L’IA déplace radicalement les frontières du métier de formateur et d’enseignant. Pendant des siècles, le formateur était le sachant, celui qui possédait le savoir et le transmettait aux apprenants. L’école était un modèle de transmission : un expert en face d’une classe, régurgitant la connaissance, les apprenants prenant des notes. Ce modèle expire. Le savoir est maintenant accessible partout, gratuitement, 24/7 via Google ou ChatGPT. Un apprenant curieux peut apprendre le calculus, la chimie, le design graphique sans un formateur, en quelques semaines via des vidéos YouTube ou des tutoriels interactifs. Le formateur qui continue à « transmettre du savoir » devient obsolète. Ce qui reste irremplaçable ? L’accompagnement humain, la motivation, la clarification des confusions, la structuration du parcours personnalisé, la détection des blocages émotionnels, la création d’un espace sécurisé pour apprendre et échouer.
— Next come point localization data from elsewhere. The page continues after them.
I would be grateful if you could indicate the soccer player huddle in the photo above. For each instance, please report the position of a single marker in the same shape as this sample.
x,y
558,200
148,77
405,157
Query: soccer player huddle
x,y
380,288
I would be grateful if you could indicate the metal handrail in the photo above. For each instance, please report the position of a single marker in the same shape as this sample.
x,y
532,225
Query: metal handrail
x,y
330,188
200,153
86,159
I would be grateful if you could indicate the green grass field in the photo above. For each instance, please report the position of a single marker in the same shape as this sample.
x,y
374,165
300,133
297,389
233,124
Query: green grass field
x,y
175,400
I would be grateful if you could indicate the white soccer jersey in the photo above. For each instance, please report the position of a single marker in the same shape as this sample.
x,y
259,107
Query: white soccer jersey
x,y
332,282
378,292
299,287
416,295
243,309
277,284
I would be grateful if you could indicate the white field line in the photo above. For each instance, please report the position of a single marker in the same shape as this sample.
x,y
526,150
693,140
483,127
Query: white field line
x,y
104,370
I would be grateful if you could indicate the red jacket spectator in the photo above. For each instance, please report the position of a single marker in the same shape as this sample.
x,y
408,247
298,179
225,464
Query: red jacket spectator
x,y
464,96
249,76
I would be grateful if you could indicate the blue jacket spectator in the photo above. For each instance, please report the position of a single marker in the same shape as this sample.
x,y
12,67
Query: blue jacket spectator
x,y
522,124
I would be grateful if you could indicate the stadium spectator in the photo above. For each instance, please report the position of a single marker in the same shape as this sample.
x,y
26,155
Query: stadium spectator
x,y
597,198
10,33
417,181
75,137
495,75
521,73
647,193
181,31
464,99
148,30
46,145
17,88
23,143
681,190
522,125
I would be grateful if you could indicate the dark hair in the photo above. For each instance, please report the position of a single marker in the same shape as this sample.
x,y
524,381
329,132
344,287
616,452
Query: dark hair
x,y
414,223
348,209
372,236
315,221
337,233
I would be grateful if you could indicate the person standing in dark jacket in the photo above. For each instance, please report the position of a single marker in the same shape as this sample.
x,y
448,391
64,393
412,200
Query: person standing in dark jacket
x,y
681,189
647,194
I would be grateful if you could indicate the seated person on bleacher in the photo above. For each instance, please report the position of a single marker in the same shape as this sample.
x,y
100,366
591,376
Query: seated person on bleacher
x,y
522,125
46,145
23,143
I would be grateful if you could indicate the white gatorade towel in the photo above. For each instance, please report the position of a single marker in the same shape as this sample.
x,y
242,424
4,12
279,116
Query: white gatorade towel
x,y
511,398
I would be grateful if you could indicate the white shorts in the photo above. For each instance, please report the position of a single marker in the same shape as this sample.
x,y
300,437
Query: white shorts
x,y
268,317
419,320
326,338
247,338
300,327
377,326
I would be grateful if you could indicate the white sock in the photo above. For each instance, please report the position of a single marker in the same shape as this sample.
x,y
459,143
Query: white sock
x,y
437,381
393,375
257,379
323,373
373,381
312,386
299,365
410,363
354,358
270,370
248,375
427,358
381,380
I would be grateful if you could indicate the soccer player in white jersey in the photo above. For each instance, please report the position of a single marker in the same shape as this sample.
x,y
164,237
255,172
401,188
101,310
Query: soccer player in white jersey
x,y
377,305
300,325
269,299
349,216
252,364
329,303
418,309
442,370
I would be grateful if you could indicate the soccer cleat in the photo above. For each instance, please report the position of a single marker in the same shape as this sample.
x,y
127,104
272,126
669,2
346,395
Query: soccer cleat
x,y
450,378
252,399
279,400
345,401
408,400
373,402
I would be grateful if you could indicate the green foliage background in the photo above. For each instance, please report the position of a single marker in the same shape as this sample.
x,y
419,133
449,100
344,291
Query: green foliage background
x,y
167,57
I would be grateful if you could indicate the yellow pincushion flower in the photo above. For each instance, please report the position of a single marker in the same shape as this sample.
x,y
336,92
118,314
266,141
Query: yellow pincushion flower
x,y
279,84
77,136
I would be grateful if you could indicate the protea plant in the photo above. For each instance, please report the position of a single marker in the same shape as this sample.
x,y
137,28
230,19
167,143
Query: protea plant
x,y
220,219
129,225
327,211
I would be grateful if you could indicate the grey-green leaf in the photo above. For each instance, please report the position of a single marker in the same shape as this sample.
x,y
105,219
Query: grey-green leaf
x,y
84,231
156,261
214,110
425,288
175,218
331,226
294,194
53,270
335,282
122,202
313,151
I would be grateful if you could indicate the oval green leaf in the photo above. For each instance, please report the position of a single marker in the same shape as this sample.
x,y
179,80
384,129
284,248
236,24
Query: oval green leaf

L’IA prend en charge la transmission de connaissance et l’adaptation, libérant le formateur pour la facilitation. DécisionIA aide les formateurs et organismes de formation à naviguer cette transition, en redéployant les compétences vers des rôles à forte valeur ajoutée. Le formateur de 2026 n’est pas un sachant en déclin, c’est un facilitateur de transformation augmenté par l’IA.
Le modèle ancien s’effondre : pourquoi la transmission n’est plus le cœur du métier
L’hypothèse historique du formateur : les apprenants ont besoin d’un expert pour transmettre le savoir. Cette hypothèse était vraie quand le savoir était rare et coûteux d’accès. Pas de Internet, pas de vidéo, pas de digital. Pour apprendre la mécanique automobile, tu allais chez un mécanicien formé et il te montrait. Coûteux, lent, limité à ceux qui pouvaient voyager ou payer.
Aujourd’hui, la transmission de savoir est quasi gratuite et infinie. Un apprenant en Bretagne peut regarder un cours de machine learning enseigné par un prof de Stanford en 4K. Il peut poser des questions à ChatGPT, qui répond instantanément. Il peut simuler un circuit électrique avec une IA générative dessinant les diagrammes. Le coût marginal de la transmission approche zéro. Le formateur qui charge 50 euros/heure pour « transmettre » ce qui est disponible gratuitement perd de la valeur rapidement.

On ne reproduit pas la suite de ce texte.